Proposal for an Exchange Format to support Audio Description

Audio Description, also known as Video Description, is an audio service to assist viewers who can not fully see a visual presentation to understand the content, usually achieved by mixing a ‘description’ audio track with the main programme audio, at moments when this does not clash with dialogue, to deliver an audio description mixed audio track. More information about what Audio Description is and how it works can be found at [[WHP051]].

Audio Description is usually delivered as audio, either pre-recorded or synthesised, but (until now) has not been deliverable as accessible text using an open standard. This report describes the requirements for text documents that can support audio description script exchange throughout the workflow from production (scripting) through to distribution (mixing either at the broadcaster or at the viewers device).

This document is a Community Group Report, including requirements and a proposed specification that meets the requirements.
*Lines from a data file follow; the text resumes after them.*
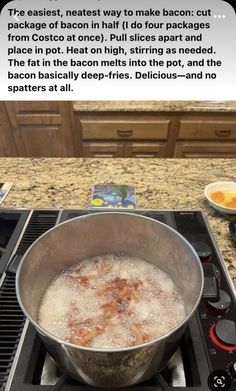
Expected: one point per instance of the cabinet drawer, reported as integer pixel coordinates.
(124, 128)
(145, 150)
(102, 150)
(207, 130)
(205, 150)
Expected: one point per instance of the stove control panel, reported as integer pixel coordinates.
(216, 317)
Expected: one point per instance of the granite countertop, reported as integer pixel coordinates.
(159, 183)
(138, 105)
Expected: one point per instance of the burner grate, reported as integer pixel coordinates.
(11, 324)
(40, 222)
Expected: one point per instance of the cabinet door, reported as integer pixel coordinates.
(7, 142)
(145, 150)
(43, 129)
(103, 150)
(205, 150)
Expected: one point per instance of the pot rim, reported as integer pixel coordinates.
(43, 331)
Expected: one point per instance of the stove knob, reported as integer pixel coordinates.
(203, 250)
(223, 335)
(222, 305)
(232, 370)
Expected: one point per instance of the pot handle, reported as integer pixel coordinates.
(211, 289)
(14, 263)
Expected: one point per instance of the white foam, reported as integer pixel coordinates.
(150, 306)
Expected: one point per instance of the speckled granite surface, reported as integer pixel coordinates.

The proposed specification is a profile of the Timed Text Markup Language version 2.0 [[TTML2]].

Introduction

This report specifies a profile of [[TTML2]] that meets the requirements for documents needed to support audio description script exchange throughout the workflow from production (scripting) to distribution (mixing). This report also includes a proposed specification that meets those requirements, and serves as a basis for verifying that the proposed specification intended to support that process is suitable. It is anticipated that recent additions to Timed Text Markup Language version 2.0 [[TTML2]] are sufficient to meet all of the requirements. Furthermore, the requirements do not assume or require that a single document format or instance be used for every step of an Audio Description workflow, however that would appear to be desirable since it would reduce conversion step requirements.
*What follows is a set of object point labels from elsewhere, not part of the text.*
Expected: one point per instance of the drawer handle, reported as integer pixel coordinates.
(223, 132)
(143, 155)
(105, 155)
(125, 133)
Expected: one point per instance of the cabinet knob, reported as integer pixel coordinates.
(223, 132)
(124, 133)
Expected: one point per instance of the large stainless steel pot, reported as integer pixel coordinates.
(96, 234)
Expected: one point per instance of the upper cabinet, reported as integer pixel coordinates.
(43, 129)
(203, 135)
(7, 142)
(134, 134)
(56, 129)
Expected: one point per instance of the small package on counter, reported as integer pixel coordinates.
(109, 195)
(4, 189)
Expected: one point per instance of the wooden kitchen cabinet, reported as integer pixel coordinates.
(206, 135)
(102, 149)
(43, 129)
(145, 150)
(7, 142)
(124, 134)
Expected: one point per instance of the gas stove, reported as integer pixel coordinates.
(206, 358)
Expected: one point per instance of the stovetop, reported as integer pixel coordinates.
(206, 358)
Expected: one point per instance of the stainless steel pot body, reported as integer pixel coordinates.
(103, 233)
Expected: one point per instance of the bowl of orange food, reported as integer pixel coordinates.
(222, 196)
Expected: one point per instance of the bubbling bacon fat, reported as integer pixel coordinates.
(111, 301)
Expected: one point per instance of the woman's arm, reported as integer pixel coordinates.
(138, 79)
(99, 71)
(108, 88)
The Timed Text Markup Language version 2.0 [[TTML2]] format is an xml based [[XML]] markup language that specifies timed text, so can be used for storing the audio description scripts. This recent version of the TTML standard introduces audio mixing and text to speech semantics into the previous versions of the TTML specification. These new semantics support the main requirements for audio descrition, synchronised audio playback, continuous animation, control of pan / gain for audio mixing and speech rate and pitch attributes for controlling text to speech. There is support for these new TTML features in browsers using [[WEBAUDIO]] and WebSpeech respectively.

A requirements document has been available, published and updated on github for a period of time (approximately 2 years) [[ADPTREQS]]. It is considered that the captured requirements are valid at this point. Those requirements are included in this document as a rationale to support the proposed profile.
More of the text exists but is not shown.